Evidence of how many viewers actually watch PEG channels is scant, but the little that is available suggests that there is little demand for PEG channel expansion and perhaps little demand for even maintaining current service levels. Cable systems have conducted surveys that consistently show little demand for PEG channels, but proponents have criticized these surveys as being biased against PEG channels and their funding. A recent study by a Hope College marketing class showed that viewership of the Holland Township municipal government channel was limited, that less than half of the respondents watched the channel at all, and that those who did watch tuned in less than two hours weekly. The migration of many subscribers to DBS services, which do not offer local PEG channels, provides some evidence that these channels are not sufficiently important to a substantial proportion of customers.
Much of the programming on PEG channels does not actually originate locally, and many public access channels carry either "bulletin board" announcements or programming from non-local sources for all but a few hours each week. Some of the non-local programming found on public access channels is of questionable value, including a documentary shown on many cable systems asserting that the U.S. government destroyed the World Trade Center on Sept. 11, 2001, "The LaRouche Connection," the "Scientology Program," and various UFO cover-up conspiracies and other sorts of programming that most cable subscribers will never watch. These shows may have passionate viewers, but it is likely that there are very few of them.
At the same time, the customers targeted by cable systems have more access to information and programming today than they did in the 1980s, when PEG channels grew most rapidly. Today, far more channels are offered on cable systems, and consumers can also turn to e-mail, online and cell-phone sources for local information. Viewing programming on computers and portable handheld devices has also become popular.

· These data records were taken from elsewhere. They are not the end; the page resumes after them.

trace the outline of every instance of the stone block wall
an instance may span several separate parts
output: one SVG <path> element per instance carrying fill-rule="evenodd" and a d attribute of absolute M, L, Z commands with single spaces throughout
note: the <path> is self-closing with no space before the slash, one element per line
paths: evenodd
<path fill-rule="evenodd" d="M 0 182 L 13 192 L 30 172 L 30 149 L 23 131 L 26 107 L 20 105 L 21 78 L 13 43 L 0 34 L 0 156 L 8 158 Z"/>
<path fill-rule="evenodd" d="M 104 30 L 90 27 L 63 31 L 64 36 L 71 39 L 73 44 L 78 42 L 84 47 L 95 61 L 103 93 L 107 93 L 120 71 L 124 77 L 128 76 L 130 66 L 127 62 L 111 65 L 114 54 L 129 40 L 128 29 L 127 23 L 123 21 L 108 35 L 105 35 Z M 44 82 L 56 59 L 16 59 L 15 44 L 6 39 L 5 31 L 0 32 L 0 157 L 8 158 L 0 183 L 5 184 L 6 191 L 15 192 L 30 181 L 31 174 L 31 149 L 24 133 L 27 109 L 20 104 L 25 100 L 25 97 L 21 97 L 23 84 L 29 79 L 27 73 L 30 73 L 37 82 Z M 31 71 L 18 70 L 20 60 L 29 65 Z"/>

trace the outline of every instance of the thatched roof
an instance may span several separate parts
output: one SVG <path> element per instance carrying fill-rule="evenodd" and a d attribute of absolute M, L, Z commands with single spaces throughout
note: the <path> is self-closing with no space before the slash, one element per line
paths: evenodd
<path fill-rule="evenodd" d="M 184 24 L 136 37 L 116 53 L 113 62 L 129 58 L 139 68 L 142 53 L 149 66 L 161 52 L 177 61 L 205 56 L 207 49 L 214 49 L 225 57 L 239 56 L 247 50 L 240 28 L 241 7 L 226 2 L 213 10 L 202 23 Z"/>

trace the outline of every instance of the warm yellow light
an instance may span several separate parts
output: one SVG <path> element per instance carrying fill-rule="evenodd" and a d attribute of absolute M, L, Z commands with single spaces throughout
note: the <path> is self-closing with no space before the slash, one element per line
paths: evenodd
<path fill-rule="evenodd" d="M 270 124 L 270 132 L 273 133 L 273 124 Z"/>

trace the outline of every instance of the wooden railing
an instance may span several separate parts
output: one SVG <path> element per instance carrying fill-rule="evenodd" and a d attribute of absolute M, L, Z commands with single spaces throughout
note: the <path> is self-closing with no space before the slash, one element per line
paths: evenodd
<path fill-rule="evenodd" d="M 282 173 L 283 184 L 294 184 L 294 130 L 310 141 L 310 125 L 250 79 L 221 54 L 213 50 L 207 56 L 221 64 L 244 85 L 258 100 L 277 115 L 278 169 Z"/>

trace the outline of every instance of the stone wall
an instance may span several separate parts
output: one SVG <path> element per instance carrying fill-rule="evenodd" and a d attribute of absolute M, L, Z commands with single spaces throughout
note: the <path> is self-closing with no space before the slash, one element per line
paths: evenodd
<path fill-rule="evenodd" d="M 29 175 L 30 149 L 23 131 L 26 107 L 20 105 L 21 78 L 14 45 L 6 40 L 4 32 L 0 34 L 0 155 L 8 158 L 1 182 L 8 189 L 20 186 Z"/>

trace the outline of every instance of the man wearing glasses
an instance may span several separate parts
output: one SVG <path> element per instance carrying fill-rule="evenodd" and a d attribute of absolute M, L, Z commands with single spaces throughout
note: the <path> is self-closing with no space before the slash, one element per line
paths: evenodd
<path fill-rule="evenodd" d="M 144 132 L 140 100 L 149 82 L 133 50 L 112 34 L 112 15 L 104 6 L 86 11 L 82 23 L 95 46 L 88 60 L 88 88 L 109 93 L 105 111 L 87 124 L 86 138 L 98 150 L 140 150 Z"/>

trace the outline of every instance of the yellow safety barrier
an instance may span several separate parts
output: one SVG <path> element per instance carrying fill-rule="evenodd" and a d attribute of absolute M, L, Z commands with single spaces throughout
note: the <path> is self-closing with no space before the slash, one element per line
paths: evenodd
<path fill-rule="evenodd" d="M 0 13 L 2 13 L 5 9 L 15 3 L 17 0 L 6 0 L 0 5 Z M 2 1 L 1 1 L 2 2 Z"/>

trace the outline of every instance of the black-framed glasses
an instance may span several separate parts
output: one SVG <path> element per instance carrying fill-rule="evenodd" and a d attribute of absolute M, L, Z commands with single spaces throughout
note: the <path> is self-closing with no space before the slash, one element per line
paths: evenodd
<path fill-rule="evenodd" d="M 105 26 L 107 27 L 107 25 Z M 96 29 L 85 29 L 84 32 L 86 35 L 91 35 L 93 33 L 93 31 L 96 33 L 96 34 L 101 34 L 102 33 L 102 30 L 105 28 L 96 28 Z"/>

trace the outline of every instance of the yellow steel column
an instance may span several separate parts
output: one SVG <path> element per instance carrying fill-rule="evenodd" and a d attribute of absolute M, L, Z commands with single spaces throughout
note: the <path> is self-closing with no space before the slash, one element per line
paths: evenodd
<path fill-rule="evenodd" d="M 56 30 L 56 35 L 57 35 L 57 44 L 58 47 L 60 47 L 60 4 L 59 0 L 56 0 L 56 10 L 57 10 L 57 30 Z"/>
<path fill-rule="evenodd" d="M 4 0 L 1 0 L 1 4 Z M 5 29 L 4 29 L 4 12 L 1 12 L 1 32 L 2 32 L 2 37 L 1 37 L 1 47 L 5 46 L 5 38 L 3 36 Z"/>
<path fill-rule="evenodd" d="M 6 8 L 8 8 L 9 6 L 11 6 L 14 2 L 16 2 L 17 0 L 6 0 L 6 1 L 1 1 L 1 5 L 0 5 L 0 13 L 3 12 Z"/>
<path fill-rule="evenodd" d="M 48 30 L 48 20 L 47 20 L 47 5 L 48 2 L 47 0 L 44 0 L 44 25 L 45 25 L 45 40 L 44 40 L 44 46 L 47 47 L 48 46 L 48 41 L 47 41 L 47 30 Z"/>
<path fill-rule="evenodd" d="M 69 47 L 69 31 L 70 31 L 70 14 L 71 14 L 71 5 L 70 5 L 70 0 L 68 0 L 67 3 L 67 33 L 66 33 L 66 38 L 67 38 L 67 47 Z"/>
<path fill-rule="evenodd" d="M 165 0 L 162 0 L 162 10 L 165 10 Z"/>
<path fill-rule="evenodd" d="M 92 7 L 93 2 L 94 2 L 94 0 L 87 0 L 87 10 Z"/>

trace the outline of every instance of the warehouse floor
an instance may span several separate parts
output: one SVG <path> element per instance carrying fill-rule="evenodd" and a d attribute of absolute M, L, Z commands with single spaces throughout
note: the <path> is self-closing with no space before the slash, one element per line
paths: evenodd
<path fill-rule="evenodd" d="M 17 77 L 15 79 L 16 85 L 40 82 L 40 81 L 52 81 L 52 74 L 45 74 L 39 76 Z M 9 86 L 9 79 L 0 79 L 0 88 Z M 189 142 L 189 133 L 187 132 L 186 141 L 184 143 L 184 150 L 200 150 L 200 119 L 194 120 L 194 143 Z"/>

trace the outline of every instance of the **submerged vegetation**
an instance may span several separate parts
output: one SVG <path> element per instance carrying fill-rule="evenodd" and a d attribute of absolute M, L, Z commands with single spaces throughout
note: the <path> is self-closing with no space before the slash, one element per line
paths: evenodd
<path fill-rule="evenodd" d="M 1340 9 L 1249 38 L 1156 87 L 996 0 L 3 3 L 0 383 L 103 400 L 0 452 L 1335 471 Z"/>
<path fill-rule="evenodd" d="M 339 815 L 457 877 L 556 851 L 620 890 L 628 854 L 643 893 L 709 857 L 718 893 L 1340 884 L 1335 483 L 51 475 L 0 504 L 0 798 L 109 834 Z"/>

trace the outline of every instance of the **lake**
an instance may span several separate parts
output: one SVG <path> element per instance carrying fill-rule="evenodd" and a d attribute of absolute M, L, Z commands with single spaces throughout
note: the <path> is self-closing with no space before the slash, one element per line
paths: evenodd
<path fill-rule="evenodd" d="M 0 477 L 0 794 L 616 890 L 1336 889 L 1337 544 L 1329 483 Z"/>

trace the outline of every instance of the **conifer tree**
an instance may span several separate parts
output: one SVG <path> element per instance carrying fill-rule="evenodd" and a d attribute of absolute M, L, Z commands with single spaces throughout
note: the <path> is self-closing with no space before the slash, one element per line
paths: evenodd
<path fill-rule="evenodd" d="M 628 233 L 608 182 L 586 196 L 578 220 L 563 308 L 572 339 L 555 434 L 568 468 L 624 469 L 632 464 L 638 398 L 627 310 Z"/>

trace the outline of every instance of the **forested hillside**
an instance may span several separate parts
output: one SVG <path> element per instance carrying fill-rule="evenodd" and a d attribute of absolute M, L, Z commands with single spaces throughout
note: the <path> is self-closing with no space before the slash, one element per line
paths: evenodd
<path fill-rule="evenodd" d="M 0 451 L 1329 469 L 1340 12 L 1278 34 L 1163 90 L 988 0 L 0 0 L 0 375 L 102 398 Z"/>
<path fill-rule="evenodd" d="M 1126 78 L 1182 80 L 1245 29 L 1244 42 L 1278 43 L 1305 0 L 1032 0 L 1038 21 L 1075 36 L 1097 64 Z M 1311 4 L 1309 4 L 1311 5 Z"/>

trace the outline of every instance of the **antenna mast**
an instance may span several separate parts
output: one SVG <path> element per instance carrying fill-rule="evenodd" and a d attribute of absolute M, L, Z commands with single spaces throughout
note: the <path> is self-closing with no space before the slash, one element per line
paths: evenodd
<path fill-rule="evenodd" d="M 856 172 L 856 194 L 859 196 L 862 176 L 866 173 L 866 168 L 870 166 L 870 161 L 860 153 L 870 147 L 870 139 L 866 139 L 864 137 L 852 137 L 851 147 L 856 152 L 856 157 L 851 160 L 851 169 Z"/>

Cable television viewers now have many more channels available to them on their cable system, and more than a quarter of cable subscribers have switched to satellite services or other new entrants into the cable market. Much of the programming and local information is now available on the Internet, through such Web sites as YouTube and through e-mail groups, so PEG channels to a large extent no longer provide information that cannot be found elsewhere. Thus, any justification for offering PEG channels to give more choice to viewers no longer applies.
In general, PEG channel programming appears to be limited to certain narrow niches, which are primarily government meetings, high school events such as sports, concerts and graduation ceremonies, and certain very specialized programming. It is not clear how the appeal of PEG channels would increase with expanded funding. It is very possible that increased funding would do little to increase the appeal of PEG channels if the only change is better productions of the current local programming and perhaps better quality programming from outside the community (which in any event may have outlets on current non-PEG channels).
PEG channels still offer unique local programming, but only a small portion of cable subscribers actually watch the programming on PEG channels. There is no real evidence that PEG channel viewing will significantly increase following a huge increase in funding. Moreover, technological constraints preclude the satellite services from offering the highly localized programming found on PEG channels, so requiring cable systems to fund a large expansion of PEG channels and programming will place cable systems at a disadvantage as they compete with the growing satellite services.